Vraag: “Wat is de betekenis van de grot van Machpelah?”
Antwoord: De grot van Machpelah, ook wel de Grot van de Patriarchen genoemd, bevindt zich bij de oude stad Hebron in Israël. De grot van Machpelah is de begraafplaats van Abraham en Sara, Izaäk en Rebekka, en Jakob en Lea. Toen Abraham in Kanaän was, kocht hij een begraafplaats voor zijn vrouw, Sarah, na haar dood. Het veld dat hij kocht was van een Hethiet genaamd Ephron. “Dus Efron’s veld in Machpelah bij Mamre – zowel het veld als de grot erin, en alle bomen binnen de grenzen van het veld – werd aan Abraham geschonken als zijn eigendom” (Genesis 23:17-18). Later begroeven Abrahams zonen hem op dezelfde plaats (Genesis 25:9-10), en Jacob en Esau begroeven Izaäk in de grot van Machpelah, volgens zijn instructies. En in Egypte gaf Jakob zijn zonen de plechtige opdracht om hem in Kanaän op het familiebezit te begraven: “Begraaf mij met mijn vaderen in de spelonk in het veld van Efron de Hethiet, de spelonk in het veld van Machpelah, bij Mamre in Kanaän, die Abraham samen met het veld als begraafplaats van Efron de Hethiet had gekocht. Daar werden Abraham en zijn vrouw Sara begraven, daar werden Izaäk en zijn vrouw Rebekka begraven, en daar heb ik Lea begraven. Het veld en de grot daarin waren gekocht van de Hethieten” (Genesis 49:29-32).
De grot van Machpelah is tegenwoordig ontoegankelijk, maar in het gebied boven de grot staat een grote moskee die de Ibrahimi-moskee wordt genoemd of, anders, het Heiligdom van Abraham. De plaats is heilig voor moslims en joden, en beide groepen hebben afzonderlijke, beperkte toegang tot het gebouw.
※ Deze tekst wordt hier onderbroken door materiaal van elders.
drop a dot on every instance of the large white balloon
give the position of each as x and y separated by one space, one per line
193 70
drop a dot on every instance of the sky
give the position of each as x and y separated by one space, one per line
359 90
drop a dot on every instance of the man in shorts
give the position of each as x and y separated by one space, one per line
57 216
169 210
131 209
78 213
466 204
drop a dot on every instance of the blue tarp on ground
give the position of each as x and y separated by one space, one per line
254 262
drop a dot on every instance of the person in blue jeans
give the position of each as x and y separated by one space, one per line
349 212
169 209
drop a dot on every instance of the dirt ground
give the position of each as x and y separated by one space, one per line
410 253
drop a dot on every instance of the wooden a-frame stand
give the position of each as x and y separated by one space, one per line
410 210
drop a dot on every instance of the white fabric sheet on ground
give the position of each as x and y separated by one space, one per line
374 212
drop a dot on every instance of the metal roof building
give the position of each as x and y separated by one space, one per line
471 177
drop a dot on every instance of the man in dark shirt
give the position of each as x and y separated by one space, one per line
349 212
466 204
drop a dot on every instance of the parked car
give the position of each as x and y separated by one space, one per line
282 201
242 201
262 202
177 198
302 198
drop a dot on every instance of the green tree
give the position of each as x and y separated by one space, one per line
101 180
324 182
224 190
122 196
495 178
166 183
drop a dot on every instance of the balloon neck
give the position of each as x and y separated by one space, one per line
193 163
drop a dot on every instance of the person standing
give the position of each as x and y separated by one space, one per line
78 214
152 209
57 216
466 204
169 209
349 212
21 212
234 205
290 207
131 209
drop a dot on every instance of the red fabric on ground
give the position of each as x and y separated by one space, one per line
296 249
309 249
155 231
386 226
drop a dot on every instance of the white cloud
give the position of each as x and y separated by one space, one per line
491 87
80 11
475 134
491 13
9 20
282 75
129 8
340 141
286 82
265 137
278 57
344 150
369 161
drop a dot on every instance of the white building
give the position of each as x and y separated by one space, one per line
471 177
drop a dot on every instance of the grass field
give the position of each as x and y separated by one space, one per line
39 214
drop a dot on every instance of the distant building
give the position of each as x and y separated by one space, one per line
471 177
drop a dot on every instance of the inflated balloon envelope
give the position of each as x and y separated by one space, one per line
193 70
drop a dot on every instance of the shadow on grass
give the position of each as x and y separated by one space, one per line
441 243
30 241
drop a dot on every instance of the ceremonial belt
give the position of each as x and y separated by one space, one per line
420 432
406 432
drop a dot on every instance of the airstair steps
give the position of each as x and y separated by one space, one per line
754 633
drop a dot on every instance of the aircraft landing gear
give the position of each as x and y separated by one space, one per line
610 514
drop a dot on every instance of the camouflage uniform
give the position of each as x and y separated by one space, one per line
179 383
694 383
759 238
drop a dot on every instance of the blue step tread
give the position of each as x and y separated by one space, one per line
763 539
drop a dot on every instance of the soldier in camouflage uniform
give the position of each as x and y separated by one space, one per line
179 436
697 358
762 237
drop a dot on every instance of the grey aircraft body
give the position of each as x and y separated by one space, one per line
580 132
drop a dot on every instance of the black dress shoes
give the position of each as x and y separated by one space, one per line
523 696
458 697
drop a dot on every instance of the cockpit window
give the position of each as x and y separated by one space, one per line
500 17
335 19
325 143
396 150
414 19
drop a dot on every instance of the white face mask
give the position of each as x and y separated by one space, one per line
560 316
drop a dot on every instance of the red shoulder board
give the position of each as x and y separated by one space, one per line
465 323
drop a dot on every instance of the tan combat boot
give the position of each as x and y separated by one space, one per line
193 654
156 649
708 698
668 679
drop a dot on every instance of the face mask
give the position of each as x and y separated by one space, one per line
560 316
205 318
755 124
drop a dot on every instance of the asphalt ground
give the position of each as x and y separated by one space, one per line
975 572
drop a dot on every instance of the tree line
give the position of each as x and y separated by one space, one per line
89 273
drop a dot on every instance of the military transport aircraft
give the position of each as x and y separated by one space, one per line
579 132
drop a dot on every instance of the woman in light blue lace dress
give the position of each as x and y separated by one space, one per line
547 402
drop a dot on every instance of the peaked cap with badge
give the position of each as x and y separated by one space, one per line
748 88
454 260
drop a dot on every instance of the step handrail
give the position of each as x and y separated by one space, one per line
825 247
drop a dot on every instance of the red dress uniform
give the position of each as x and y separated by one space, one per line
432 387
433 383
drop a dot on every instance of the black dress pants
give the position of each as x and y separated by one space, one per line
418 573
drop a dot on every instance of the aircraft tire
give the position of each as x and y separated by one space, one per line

Voor christenen heeft de grot van Machpelah tegenwoordig geen andere grote betekenis dan historisch belang. Abraham en Izaäk en Jakob en hun vrouwen zijn niet in Machpelah, maar in de hemel in de aanwezigheid van de Here Jezus Christus, de Messias naar wie zij vol geloof en verwachting hebben uitgezien. God is “niet de God van de doden, maar van de levenden” (Marcus 12:27). Het feit dat alle aartsvaders van Israël in Kanaän begraven wilden worden, toont hun geloof in Gods belofte om het land Kanaän aan hun familie te geven. Hun geloof, en niet hun graf, is het meest passende monument voor christenen.